We had three visits before we officially joined the Park Rd playcentre. I learned a great deal from other parents already in short two weeks. The main difference between playcentre and other childcare facilities are:
1) Parents stay with their children, and parents/whānau/caregivers run the playcentre. The philosophy is children learn best through play.
2) Promoting free play: children get to choose what they want to play, time they need to finish it, who they want to be friends with and share their play experiences. Adults are there to observe, help and keep them away from harm. Adults help all the children not just their own.
3) Ages from 0~6 years, there are various play areas (at Park Rd, there are 13 areas to play) for all kids to play. Younger kids learn from older ones, and older ones learn to care for the babies and toddlers.
Playcentre started in Wellington and gained huge popularity, and Palmerston North had the first local centre . It allows parents who want to stay home with their kids to explore and share a very unique social network and awesome place to play.

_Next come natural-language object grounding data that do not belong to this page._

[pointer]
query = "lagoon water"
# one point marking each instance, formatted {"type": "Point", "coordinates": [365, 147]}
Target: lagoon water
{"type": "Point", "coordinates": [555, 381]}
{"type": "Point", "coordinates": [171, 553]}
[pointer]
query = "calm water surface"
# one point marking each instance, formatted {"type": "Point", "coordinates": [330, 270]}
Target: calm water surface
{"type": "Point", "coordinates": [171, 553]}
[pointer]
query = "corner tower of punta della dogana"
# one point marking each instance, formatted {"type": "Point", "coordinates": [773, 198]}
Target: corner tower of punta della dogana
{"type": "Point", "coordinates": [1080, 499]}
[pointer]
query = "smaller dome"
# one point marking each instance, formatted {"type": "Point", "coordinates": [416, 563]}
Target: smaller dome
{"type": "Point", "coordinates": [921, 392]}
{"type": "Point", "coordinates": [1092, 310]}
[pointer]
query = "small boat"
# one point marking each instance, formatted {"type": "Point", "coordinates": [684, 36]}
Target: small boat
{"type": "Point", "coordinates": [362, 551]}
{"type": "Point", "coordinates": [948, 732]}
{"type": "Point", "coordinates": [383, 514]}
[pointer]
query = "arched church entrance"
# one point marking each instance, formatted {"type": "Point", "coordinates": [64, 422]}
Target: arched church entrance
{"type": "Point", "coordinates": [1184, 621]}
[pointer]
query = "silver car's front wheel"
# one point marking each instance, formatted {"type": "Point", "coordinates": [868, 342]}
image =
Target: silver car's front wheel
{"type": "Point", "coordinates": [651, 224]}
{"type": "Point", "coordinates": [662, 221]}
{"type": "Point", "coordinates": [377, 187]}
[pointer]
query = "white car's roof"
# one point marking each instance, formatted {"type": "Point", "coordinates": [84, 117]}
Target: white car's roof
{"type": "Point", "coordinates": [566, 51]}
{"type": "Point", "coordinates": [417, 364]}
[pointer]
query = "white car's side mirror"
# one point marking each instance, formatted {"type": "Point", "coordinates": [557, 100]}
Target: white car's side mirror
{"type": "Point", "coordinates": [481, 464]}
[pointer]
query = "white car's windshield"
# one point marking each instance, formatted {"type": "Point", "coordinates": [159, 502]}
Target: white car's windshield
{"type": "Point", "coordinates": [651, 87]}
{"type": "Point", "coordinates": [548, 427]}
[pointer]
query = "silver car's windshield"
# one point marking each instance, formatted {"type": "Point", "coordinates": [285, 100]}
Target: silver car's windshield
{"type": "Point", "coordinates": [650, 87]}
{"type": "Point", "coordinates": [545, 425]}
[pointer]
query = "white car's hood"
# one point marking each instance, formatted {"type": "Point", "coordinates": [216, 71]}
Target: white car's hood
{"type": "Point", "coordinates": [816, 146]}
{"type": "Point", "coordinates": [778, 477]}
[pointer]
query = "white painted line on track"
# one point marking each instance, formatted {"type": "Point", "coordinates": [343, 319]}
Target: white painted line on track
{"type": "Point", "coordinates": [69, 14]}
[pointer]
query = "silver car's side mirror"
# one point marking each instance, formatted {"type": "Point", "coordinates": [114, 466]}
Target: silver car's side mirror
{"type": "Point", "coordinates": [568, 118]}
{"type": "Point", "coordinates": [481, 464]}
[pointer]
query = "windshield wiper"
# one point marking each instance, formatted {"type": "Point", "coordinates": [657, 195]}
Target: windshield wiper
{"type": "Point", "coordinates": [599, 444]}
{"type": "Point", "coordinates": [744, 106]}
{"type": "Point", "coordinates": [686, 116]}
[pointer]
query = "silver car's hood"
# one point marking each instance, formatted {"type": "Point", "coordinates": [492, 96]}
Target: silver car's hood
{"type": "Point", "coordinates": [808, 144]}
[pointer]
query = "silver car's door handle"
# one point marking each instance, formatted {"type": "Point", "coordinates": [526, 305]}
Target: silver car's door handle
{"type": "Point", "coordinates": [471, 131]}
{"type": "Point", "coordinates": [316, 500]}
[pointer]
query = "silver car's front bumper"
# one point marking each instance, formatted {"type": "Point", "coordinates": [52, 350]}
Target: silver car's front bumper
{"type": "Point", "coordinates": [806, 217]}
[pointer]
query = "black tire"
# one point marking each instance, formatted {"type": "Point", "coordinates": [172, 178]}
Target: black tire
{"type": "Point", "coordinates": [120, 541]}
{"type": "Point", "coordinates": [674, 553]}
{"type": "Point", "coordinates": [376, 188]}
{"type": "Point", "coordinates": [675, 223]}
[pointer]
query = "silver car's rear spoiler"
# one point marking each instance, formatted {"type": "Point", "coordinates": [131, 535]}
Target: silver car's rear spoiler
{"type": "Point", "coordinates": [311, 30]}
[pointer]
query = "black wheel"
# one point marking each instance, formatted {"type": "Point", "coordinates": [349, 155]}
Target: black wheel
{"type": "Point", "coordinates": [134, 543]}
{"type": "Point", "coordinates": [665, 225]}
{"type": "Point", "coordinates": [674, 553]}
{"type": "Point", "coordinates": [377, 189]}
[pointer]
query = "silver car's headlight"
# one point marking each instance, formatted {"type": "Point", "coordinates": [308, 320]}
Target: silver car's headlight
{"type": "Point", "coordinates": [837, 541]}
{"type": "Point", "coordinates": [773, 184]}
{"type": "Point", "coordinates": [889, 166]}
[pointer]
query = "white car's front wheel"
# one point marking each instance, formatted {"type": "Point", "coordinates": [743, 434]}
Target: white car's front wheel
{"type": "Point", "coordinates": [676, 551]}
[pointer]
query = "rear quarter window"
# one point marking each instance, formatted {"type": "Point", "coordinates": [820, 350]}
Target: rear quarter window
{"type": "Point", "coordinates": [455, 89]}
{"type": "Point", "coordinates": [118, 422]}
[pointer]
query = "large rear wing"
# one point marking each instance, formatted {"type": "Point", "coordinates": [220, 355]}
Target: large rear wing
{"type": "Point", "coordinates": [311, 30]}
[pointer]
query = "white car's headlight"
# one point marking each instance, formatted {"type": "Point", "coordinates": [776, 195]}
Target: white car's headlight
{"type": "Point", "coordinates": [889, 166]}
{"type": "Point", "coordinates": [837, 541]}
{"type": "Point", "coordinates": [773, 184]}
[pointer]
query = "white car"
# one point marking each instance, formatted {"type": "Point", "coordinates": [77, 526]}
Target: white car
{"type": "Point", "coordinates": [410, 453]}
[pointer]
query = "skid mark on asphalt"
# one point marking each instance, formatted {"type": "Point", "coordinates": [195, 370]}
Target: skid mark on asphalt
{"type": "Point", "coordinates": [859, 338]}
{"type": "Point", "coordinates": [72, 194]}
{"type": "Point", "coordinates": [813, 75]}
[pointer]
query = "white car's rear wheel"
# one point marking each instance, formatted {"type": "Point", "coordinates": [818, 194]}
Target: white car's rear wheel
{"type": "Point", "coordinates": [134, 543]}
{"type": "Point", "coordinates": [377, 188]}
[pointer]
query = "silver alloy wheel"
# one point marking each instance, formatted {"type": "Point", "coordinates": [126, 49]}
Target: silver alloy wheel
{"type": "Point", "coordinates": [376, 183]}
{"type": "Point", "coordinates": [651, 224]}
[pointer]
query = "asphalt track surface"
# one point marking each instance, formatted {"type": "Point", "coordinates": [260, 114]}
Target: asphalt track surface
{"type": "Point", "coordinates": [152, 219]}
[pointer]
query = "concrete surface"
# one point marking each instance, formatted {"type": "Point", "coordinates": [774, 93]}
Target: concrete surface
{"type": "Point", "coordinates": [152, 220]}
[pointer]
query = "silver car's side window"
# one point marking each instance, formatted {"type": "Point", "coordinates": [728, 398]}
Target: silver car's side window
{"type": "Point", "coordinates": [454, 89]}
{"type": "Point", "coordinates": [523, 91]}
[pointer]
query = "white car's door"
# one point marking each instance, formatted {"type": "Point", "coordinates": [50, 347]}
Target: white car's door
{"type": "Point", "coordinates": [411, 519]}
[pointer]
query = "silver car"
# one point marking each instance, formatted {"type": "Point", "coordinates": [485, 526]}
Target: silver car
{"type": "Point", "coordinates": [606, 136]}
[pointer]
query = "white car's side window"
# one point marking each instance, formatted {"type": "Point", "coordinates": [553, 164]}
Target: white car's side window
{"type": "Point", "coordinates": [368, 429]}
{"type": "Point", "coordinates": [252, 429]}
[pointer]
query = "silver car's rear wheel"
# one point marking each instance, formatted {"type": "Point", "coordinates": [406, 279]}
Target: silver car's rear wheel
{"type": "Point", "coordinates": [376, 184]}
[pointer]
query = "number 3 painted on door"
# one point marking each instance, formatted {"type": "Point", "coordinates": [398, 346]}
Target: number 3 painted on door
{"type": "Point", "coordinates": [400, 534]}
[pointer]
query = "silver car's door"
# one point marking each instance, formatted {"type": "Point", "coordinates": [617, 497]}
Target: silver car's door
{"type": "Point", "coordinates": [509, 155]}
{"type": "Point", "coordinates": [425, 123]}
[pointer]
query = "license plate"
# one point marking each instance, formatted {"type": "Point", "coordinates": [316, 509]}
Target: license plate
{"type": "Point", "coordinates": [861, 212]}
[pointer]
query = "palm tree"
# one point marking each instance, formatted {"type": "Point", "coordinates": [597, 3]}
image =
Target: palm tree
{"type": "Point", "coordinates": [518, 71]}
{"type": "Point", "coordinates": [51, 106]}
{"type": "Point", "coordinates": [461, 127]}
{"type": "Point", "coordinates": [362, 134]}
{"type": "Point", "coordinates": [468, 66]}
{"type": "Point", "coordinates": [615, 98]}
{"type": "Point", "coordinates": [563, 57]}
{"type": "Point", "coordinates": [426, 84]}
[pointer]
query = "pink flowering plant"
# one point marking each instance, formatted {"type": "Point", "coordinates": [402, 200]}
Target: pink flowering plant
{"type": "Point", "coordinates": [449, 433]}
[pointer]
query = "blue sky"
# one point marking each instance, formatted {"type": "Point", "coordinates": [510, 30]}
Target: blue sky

It is evident Lin and Li enjoyed this place tremendously. They immediately dived into the toys and play areas, pushing around the wooden toy tractors. By the time they finished their fourth visit, they were able to go on a large slide on their own, both finished the challenge course, and sit down for the morning sharing time (greeting and sharing). This to me is amazing, there’s no way we could have them play this rough at home or at a park, got so dirty and there’s no way they would have the opportunities to choose from such a variety of fun! And we are not encouraged to jump in and tell them what to do! They also got better at not carrying food around but staying at the designated morning tea areas. Most parents say children develop about 1~2 years in advance if they regularly come to playcentre, I can see why. Here we make our own play dough, fingerpaint, build our own toys, tool station, and food! There’s a kitchen, adult’s tea room, library, office (with a color printer and a laptop to make portfolios), and kids hand-washing station, toilet training area, shower, etc.
Today is Whānau Day, Whānau is maori for extended or non-nuclear family, because Michael can’t make it there during weekdays today he will be visiting the playcentre for the first time. I am so excited about showing him around and having him see how the boys do!